What's Next For Congressional District Maps (Besides Uncertainty)?

Michael Bitzer
Michael Bitzer
/
WFAE

The scramble for what happens next in North Carolina’s 1st and 12th congressional districts is well underway now that a federal 3-judge panel has declared their Republican-drawn maps unconstitutional.

Unfortunately, this pattern of judicial ‘holds’ on North Carolina legislative and congressional maps is nothing that we haven’t experienced before.  

In their 2-1 opinion released late Firday, the federal judges believed that the Republican General Assembly, in designing the maps in 2011, relied too heavily on the principle that the two majority-minority congressional districts had to be at least 50 percent plus one in black voting age population, or BVAP.

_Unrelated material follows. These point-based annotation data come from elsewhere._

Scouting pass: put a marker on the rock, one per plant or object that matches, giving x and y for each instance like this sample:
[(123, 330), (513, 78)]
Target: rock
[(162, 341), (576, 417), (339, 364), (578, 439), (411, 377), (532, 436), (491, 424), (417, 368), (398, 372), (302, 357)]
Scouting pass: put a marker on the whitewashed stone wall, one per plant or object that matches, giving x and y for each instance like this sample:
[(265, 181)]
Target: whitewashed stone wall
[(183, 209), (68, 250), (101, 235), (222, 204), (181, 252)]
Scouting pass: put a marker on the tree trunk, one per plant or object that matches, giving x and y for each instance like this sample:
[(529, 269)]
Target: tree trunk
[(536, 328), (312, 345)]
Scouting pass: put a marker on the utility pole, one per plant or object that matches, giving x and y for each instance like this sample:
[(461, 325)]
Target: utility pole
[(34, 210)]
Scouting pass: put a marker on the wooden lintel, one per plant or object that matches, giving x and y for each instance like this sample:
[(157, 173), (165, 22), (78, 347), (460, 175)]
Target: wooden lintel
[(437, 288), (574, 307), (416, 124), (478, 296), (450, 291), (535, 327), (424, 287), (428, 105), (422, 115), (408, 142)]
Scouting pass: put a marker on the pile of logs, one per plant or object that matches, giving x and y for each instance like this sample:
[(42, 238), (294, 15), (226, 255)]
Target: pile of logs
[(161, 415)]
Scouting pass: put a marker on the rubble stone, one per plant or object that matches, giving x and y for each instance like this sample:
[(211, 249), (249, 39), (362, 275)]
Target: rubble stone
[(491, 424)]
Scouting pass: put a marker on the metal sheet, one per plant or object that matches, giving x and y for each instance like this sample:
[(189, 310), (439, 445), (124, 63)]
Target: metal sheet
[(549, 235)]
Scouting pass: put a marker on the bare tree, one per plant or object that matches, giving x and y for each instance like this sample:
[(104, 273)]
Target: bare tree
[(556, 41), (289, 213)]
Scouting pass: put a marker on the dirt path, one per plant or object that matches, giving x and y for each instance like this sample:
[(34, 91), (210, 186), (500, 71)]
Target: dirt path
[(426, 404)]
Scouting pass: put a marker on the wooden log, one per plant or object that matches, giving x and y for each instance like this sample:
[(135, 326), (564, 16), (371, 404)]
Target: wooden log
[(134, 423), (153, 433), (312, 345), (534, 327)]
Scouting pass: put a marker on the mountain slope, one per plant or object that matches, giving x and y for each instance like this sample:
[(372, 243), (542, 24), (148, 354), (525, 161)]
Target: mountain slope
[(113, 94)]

In his majority opinion, 4th Circuit Court of Appeals Judge Roger Gregory, a Bush appointee, declared that the use of the 50 percent plus one principle in drawing the 1st and 12th congressional districts created ‘racial classifications’ for voters based on their skin color. While race can be considered in the drawing of districts, along with many other factors, the court believes that race was the predominant factor in these districts, thus violating the 14th Amendment’s equal protection of the law clause.

When the two districts were drawn, the Republicans created the 1st Congressional District with 53.63 percent black population, while making the 12th Congressional District (which starts in Charlotte and works its way through the Piedmont to Greensboro) with 50.76 percent black population.

In his opinion, Judge Gregory went through the long and complicated history of North Carolina’s redistricting efforts, based partly on the 1965 Voting Rights Act and its implications for the state. He considered varying arguments from the state, especially from the Republican legislative leaders and their own “principle architect” who designed the maps.

In particular, the maps were drawn using a court case known as Bartlett v. Strickland, which focused on whether the 1965 Voting Rights Act, especially Section 2, requires creating a district where a racial minority group, which is sufficiently large enough to control elections, received some support from white voters in the district.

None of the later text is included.